Their argument was that neither myself nor my mother could inherit as we are women,” she recalls.

We thought we had heard enough, the more we talked the more we heard yet more chilling stories of how some of the ladies had been forced to sit on a mat instead of the coach due to giving birth to a girl child.

There were also stories of how a lady who was a primary school teacher had been forced to give birth yearly and six  children within seven years simply because her husband had stressed that she ought to give birth to a boy child or else all hell would break loose for her.

Another story revolved around Sagito, whose father had left her mother for the reason that she had only been giving birth to girl children.  God taught him a lesson. He fell very sick one day only to be saved by the very same girls he thought were useless. He confessed to his wife that it was better to have more girls in a family because they have a great sense of compassion.

Perhaps one of the most interesting things noted during the discussion was on knowing that gender discrimination was a mindset with no borders as even the elites and educated were involved into it.
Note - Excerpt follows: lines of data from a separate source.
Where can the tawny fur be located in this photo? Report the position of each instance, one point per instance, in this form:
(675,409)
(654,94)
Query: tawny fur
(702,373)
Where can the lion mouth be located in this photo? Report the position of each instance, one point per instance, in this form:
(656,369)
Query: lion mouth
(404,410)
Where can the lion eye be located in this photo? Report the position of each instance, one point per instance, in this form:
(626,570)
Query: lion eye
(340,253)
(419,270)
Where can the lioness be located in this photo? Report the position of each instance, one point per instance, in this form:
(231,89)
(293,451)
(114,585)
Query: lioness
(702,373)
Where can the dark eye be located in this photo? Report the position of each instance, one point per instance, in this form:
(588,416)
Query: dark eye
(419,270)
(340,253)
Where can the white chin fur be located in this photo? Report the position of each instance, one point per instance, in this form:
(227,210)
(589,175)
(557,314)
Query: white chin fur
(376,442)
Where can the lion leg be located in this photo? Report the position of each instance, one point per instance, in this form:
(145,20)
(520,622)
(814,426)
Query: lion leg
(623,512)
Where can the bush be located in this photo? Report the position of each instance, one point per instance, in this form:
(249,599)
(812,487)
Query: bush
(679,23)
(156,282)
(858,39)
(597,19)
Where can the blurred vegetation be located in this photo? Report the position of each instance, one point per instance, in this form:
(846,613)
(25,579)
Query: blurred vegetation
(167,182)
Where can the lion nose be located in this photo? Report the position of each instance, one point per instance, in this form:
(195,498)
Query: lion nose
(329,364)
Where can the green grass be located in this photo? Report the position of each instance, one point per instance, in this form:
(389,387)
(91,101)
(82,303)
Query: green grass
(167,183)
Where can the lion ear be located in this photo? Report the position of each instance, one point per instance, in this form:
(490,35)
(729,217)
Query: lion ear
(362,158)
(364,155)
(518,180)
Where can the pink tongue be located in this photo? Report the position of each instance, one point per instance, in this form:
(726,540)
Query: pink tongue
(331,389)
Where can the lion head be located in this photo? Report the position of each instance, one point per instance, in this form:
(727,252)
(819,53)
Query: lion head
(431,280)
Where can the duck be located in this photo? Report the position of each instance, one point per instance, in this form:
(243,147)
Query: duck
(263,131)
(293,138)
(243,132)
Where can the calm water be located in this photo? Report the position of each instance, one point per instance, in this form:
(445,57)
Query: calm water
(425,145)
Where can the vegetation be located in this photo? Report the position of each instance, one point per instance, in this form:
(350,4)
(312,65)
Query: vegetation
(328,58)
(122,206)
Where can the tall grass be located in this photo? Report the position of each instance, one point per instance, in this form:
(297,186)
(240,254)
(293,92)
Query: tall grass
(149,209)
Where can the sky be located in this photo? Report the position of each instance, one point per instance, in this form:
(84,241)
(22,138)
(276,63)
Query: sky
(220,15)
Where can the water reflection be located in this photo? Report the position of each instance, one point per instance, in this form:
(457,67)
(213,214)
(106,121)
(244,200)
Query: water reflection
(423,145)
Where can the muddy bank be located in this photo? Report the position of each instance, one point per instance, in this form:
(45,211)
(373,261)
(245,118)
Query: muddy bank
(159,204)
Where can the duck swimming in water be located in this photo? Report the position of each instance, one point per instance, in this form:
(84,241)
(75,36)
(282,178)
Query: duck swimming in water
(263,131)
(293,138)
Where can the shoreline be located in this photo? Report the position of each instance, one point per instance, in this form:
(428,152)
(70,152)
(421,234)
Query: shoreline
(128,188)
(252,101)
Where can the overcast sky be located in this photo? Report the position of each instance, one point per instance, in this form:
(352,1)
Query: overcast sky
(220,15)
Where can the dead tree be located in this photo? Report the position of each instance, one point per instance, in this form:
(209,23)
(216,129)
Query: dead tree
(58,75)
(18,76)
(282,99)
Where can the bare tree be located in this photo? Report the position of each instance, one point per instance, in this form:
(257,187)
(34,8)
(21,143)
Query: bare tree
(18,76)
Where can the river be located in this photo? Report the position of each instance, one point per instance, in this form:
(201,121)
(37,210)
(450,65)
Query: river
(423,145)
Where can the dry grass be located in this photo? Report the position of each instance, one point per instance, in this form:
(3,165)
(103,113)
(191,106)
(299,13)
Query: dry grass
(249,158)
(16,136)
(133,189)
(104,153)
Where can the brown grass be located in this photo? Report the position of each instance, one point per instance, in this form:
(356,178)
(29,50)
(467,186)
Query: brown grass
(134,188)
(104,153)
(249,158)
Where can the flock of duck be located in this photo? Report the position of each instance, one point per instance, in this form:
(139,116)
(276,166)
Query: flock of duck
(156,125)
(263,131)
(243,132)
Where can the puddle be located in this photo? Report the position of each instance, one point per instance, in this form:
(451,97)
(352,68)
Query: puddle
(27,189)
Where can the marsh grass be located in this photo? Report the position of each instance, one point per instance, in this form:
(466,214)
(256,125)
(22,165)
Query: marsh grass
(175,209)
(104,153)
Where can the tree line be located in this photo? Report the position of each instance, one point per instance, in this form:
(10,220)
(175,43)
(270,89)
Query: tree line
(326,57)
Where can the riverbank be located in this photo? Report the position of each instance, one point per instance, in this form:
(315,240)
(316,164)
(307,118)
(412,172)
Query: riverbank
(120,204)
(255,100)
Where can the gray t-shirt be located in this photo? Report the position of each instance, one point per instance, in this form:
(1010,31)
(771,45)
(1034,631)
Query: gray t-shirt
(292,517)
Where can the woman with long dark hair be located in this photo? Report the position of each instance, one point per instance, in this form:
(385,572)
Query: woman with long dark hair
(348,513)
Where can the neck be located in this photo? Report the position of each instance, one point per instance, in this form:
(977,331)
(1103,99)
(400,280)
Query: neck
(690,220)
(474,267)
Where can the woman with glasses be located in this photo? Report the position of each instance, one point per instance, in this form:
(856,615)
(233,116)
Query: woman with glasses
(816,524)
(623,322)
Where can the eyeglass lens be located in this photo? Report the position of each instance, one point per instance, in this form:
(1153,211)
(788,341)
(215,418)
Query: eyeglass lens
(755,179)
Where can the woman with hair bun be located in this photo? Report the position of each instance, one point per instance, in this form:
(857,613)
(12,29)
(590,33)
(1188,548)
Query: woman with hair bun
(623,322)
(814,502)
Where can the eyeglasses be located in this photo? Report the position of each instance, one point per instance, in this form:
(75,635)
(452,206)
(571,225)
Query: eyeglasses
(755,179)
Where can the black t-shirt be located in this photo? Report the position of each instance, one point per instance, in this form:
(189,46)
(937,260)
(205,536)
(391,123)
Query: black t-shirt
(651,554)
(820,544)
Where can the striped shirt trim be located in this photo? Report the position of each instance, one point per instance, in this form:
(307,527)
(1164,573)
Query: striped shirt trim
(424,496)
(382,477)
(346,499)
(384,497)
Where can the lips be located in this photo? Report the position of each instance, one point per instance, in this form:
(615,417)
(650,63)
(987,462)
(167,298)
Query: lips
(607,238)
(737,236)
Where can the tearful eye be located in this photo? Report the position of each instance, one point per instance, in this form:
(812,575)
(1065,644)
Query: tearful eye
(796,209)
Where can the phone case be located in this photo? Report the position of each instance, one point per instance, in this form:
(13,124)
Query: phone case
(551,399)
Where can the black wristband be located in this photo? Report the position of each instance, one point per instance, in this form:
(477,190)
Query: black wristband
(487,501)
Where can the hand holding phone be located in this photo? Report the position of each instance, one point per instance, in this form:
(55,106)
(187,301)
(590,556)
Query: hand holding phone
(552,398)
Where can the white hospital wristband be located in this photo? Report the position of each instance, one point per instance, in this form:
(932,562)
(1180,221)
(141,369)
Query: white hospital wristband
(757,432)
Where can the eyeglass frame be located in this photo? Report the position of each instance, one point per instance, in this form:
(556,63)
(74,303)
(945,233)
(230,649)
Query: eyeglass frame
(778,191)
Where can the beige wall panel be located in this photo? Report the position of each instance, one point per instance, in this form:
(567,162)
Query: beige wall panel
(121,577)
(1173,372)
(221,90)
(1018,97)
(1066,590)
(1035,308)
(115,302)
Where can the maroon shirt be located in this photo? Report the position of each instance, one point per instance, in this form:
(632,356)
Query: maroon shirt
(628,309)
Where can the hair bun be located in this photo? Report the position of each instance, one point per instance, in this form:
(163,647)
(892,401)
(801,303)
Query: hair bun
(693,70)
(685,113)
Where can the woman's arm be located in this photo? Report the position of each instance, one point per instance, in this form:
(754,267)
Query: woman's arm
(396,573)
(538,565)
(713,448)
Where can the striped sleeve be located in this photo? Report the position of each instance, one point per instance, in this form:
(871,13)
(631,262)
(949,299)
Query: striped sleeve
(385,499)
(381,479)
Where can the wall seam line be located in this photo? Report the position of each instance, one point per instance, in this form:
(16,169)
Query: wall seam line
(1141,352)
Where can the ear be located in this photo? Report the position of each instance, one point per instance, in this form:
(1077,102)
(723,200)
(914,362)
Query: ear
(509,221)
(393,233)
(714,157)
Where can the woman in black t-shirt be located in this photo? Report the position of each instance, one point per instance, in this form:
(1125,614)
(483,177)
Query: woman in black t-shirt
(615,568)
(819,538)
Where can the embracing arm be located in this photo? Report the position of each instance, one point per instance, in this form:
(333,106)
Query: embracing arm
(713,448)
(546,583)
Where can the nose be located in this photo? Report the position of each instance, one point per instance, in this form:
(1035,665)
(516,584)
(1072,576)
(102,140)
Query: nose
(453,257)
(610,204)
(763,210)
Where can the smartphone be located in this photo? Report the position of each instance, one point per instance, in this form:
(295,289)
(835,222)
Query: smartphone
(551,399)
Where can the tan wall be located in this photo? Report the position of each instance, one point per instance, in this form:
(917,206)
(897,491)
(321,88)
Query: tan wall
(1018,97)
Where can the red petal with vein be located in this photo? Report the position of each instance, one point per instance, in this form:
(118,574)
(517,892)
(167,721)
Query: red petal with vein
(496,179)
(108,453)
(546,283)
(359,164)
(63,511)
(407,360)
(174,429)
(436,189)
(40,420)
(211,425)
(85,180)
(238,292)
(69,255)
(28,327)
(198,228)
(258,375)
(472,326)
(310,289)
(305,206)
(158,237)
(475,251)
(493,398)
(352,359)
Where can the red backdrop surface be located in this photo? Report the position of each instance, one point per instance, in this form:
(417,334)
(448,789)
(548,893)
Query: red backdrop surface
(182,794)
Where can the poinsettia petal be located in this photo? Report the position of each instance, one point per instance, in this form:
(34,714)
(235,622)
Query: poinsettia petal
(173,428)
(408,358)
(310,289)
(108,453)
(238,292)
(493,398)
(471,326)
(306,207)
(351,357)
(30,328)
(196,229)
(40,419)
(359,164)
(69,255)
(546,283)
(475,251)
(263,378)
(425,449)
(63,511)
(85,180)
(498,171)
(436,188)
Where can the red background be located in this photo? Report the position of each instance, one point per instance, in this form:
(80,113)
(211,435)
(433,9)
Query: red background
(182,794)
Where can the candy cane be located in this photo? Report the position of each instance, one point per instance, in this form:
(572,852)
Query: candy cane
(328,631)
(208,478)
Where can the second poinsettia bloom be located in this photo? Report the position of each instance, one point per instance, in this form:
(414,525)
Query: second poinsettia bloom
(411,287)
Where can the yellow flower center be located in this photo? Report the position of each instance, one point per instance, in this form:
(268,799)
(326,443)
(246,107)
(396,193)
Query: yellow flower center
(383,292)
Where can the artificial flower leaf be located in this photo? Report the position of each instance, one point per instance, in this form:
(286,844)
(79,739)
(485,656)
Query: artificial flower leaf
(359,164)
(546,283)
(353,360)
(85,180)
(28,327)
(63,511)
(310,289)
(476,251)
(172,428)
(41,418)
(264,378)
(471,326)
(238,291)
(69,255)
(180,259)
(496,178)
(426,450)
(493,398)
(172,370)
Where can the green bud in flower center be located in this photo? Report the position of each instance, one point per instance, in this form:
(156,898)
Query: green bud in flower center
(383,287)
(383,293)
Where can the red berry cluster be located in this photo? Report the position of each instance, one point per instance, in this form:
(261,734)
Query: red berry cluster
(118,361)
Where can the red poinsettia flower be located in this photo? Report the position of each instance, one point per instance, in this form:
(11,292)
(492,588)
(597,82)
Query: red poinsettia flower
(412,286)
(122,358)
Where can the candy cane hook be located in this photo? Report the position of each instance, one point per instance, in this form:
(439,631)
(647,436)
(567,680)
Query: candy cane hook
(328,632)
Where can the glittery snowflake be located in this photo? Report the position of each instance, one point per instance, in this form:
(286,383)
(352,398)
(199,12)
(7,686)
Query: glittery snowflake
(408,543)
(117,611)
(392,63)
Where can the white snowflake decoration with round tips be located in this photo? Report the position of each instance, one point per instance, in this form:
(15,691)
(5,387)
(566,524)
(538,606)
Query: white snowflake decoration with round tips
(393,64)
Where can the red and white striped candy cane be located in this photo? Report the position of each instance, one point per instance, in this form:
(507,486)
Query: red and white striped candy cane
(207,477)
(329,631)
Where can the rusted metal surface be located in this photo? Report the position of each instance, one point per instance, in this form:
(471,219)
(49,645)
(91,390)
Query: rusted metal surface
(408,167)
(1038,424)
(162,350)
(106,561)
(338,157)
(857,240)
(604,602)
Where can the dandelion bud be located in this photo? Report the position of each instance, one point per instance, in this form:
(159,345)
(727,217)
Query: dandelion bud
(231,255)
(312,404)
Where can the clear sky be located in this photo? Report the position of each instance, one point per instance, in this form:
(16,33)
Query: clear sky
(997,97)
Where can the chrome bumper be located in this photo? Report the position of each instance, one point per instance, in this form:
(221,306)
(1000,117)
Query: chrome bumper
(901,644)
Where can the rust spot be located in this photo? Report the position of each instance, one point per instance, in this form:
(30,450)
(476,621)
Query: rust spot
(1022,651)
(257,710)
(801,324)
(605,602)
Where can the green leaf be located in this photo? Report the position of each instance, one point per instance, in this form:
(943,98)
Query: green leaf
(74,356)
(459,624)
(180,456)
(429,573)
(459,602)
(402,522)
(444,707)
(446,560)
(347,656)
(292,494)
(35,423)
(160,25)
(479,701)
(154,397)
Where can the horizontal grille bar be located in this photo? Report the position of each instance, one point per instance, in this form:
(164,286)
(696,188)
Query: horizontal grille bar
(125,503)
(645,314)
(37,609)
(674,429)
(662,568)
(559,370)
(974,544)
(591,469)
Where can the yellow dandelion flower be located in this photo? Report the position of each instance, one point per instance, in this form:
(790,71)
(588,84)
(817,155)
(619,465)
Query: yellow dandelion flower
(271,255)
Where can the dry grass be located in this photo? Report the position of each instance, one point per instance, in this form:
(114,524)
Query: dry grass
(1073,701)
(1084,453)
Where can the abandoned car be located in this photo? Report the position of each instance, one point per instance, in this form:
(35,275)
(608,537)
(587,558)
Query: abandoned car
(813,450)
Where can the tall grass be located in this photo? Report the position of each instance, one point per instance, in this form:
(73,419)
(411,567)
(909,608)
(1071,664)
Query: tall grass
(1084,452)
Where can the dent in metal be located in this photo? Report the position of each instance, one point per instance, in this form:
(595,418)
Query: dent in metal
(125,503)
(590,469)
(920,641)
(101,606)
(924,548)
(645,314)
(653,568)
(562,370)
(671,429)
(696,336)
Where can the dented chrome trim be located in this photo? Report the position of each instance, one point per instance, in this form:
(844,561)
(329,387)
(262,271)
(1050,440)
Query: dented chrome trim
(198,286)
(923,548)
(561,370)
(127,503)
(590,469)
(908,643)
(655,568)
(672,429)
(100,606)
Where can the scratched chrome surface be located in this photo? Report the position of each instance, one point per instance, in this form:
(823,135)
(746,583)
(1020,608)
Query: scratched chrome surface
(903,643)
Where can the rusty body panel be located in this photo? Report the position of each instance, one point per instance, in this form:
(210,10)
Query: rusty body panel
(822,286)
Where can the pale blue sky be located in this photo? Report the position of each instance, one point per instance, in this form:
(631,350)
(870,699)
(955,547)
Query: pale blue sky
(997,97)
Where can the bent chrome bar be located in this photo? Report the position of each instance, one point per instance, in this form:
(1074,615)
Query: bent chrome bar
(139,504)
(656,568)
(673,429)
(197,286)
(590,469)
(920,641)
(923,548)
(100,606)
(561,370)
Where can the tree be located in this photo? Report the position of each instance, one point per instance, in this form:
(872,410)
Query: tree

George William, an accountant with the LHRC says women are noble creatures and the fact that they can manage to take   care of a child is unique due to understanding unspoken things as is the case for a mother who can comprehend on whether a child has relieved itself or is ill. 

So much has been said and done, the truth is, a child be it a boy or a girl is a gift from God and people should learn to cherish for the great endowment.  Lest we forget that there are people who wish they had a child but are yet to have them.

Perhaps then, it’s about time we shunned away from this outdated perception over a boy child being superior to their female counterparts.  All bad things must come to an end, so will this.  However, bad habits die hard and we hope these too shall pass.